Жид живо накладывал всего на стол и тут же забирал деньги.
— Ты, Безклубый, ты чего ревёшь? По клубу тоскуешь? Пей да заткни себе гамбу, потому что у меня забава!
Безклубый ещё пуще заревел.
— Тихо, а то побью!
— Не тронь!
— А это который, а?!
— А ты что за пан?
Фёдор встал из-за стола и треснул того забияку по лицу.
— Ты в воскресенье дерёшься? Да это грех!
И ударом лавки свалил Фёдора на землю. Образовались две партии. В корчме всё зашевелилось. Жид убежал, горилка булькала на пол, столы и лавки краснели от крови и, поломанные, падали. А в грязи из слюны, горилки и крови лежали обе партии и стонали. Только Безклубый сидел в уголке и ревел, как вол, — неведомо по ком и по чём.
Вскоре прибежала полиция и стала отрезвлять пьяниц. С большим трудом поднимала их на ноги, потом одним махом снова валяла с ног.

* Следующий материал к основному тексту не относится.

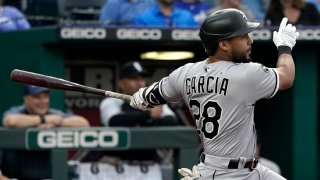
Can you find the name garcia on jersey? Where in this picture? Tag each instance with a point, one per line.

Пьяницы падали, как дубы, а поднимались, как глина. Когда их привели в чувство, повели в арест.
Он ехал дорогой между полями на бричке с мешками. Пшеница и рожь, как золотые и серебряные рощи, лёгким ветром склонялись к нему. По этому золоту и серебру плыли лёгкие чёрные облачка, как тонкая шёлковая сеть. Море солнца в море беспредельных ланов. Земля под колосьями шуршала, пела, говорила словами.
— Мошка, на весы, я ухожу!
Он соскочил с брички и пошёл межами между житами. К вечеру зашёл к Андрею Курочке.
— Ты, видно, или вор, или лентяй, потому что хороший человек не уходит из своего села и не шатается по свету!
— Увидите... Отец всё, что после панщины не пропил, в голодные годы распродал, да ещё зятя к сестре в дом принял, а сам умер, а зять бил до тех пор, пока я из хаты не убежал.
— А у вас, у бойков, вижу, коровами пашут?
— Нет, это, видно, дальше за нами есть немцы, так это они коровами пашут.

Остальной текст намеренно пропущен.